When the lithium-ion battery is in a low temperature state, its available capacity is reduced and the charge and discharge power is limited. If the power is not limited, it will cause the evolution of lithium ions inside the battery, which will lead to irreversible attenuation of the battery capacity, and will bury a safety hazard for the use of the battery. The lower the ambient temperature, the lower the activity of the active substance in the battery, the higher the internal resistance and viscosity of the electrolyte, the more difficult the ion diffusion, and the slower the diffusion of lithium ions in the electrode at low temperature, which is difficult to embed and easy to come out, so that the capacity rapidly decreases, therefore, the use of low temperature will have a great impact on the battery life.

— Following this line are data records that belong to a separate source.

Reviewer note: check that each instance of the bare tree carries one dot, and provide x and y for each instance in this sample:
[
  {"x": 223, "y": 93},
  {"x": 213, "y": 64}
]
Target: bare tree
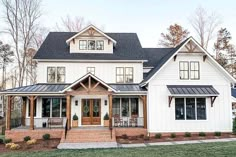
[
  {"x": 21, "y": 18},
  {"x": 69, "y": 24},
  {"x": 175, "y": 35},
  {"x": 205, "y": 25}
]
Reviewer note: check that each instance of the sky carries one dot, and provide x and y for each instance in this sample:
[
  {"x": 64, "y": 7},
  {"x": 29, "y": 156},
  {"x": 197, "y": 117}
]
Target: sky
[{"x": 147, "y": 18}]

I believe we all have similar feelings, lithium batteries in winter use time is shorter than summer. It can be seen that the performance of lithium batteries is affected by the ambient temperature. Among all environmental factors, temperature has the greatest impact on the charge and discharge performance of lithium batteries. Generally, people in the lithium battery industry know that the charge and discharge state of lithium batteries is stable, and the change in temperature plays a great influence, and the charge and discharge of lithium batteries in high and low temperature environments, and the capacity retention rate of lithium batteries has declined.

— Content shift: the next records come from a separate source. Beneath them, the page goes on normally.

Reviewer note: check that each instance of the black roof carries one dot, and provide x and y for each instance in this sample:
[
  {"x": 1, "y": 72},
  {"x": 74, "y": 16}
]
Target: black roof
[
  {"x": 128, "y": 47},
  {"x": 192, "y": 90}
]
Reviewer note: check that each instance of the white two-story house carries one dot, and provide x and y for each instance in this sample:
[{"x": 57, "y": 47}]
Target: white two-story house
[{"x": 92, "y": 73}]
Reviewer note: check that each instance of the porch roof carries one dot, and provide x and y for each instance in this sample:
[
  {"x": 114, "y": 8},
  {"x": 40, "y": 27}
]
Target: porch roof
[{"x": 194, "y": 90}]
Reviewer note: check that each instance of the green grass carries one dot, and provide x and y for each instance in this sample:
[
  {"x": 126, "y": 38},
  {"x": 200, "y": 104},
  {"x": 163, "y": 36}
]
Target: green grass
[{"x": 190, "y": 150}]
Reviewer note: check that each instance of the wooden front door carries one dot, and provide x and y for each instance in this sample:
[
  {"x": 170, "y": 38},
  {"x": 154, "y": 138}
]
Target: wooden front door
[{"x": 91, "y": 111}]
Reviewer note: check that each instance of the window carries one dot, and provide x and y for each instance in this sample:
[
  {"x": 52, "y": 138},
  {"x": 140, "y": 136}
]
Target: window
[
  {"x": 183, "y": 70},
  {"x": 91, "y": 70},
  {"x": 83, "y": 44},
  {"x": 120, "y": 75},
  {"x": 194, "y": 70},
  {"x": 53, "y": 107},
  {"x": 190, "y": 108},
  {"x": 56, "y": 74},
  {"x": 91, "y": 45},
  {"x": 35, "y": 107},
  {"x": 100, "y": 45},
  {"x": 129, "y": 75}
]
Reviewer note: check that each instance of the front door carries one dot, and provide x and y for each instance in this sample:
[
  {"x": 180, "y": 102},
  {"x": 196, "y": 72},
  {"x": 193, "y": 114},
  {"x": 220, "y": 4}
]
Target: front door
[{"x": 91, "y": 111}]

It needs to be explained to you that the capacity of lithium-ion batteries at low temperatures does not disappear, but just cannot be released in the normal voltage range (≥3.0V), if the discharge cut-off voltage can continue to be extended, then the remaining capacity can be released.
The electrochemical reaction at the electrode/electrolyte interface is related to the ambient temperature, and the electrode/electrolyte interface is regarded as the heart of the battery. If the temperature drops, the reaction rate of the electrode also drops, assuming that the battery voltage remains constant and the discharge current is reduced, the power output of the battery will also drop.

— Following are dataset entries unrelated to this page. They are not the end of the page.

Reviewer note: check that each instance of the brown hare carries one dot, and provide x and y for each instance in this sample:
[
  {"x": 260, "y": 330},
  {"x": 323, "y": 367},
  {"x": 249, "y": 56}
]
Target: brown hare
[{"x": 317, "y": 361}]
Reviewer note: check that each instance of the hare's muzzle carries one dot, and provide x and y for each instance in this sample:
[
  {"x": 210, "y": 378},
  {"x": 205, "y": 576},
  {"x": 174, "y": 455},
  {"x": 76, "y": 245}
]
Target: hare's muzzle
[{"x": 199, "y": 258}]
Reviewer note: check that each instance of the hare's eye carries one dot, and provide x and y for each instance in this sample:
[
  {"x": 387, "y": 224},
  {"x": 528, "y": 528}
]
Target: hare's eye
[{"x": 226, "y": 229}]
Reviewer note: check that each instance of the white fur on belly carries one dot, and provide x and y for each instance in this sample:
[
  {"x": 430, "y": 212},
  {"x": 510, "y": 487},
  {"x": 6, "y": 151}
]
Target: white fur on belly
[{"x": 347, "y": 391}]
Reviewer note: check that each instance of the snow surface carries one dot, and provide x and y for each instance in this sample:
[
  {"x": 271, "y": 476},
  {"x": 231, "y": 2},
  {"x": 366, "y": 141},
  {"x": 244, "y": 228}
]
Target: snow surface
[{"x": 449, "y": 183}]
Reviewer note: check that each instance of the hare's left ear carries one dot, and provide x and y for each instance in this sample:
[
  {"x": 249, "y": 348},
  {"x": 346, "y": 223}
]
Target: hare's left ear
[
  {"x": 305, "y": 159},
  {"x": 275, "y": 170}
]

Figure 1 is a schematic diagram of the discharge capacity curve of a lithium-ion battery at different low temperatures (here it is used to represent the general trend). Compared with room temperature 20℃, the capacity attenuation at low temperature -20℃ has been more obvious, to -30℃ is more capacity loss, and the capacity at -40℃ is not even half.
Figure 1 Capacity attenuation of lithium-ion batteries at low temperatures
Here is a look at the factors that affect low temperature performance. By comparing the relationship between capacity and electrolyte conductivity (Figure 2), it can be seen that the lower the temperature, the lower the conductivity of the battery electrolyte. When the conductivity decreases, the ability of the solution to conduct active ions decreases, which is reflected in the increase of the resistance of the internal reaction of the battery (this resistance is expressed in the electrochemical impedance), resulting in a decrease in discharge capacity, that is, a decrease in capacity. Further, by measuring the impedance of each part of the battery (positive, negative, electrolyte), you can see the influence of each part on the battery impedance (Figure 3). When the temperature is <-10 ° C or so, the interface impedance of the positive electrode and the negative electrode (graphite as an example in the figure) increases rapidly, while the impedance of the electrolyte rises rapidly after about -20 ° C, and the combined results of these impedances show that the battery impedance rises rapidly at <-10 ° C or so (represented by Li-ion cell in the figure).
FIG. 2 Relationship between battery capacity and electrolyte conductivity at different temperatures
Figure 3 Impedance of the internal parts of the battery at different temperatures
Compared with low-temperature discharge, lithium-ion battery low-temperature charging performance is more unsatisfactory, low-temperature charging below 0 will increase the internal pressure of the battery and may open the safety valve, first of all, low-temperature charging will quickly reach the constant voltage stage, and will reduce the charging capacity to a certain extent, while increasing the charging time, not only that, lithium-ion battery in low-temperature charging, Lithium ions may not be able to be embedded in the graphite negative electrode, so as to precipitate on the negative surface to form metal lithium dendrites, this reaction will consume the battery can be repeatedly charged and discharged lithium ions, and greatly reduce the battery capacity, precipitated lithium metal dendrites may also puncture the diaphragm, thus affecting the safety performance.
The low-temperature discharge capacity of lithium-ion batteries will be reduced, but it can be restored after normal temperature charge and discharge, which is a reversible capacity loss. However, low temperature charging will cause lithium analysis, which is a permanent capacity loss. Due to the greater harm of low-temperature charging lithium, low-temperature charging of lithium-ion batteries is more strictly controlled than low-temperature discharge.
When charging in winter, the outdoor temperature is low, when the environment is below 0 ° C, the battery charging speed decreases, and even may not be able to charge, which is a normal phenomenon, please charge the battery at the appropriate ambient temperature to ensure the charging effect.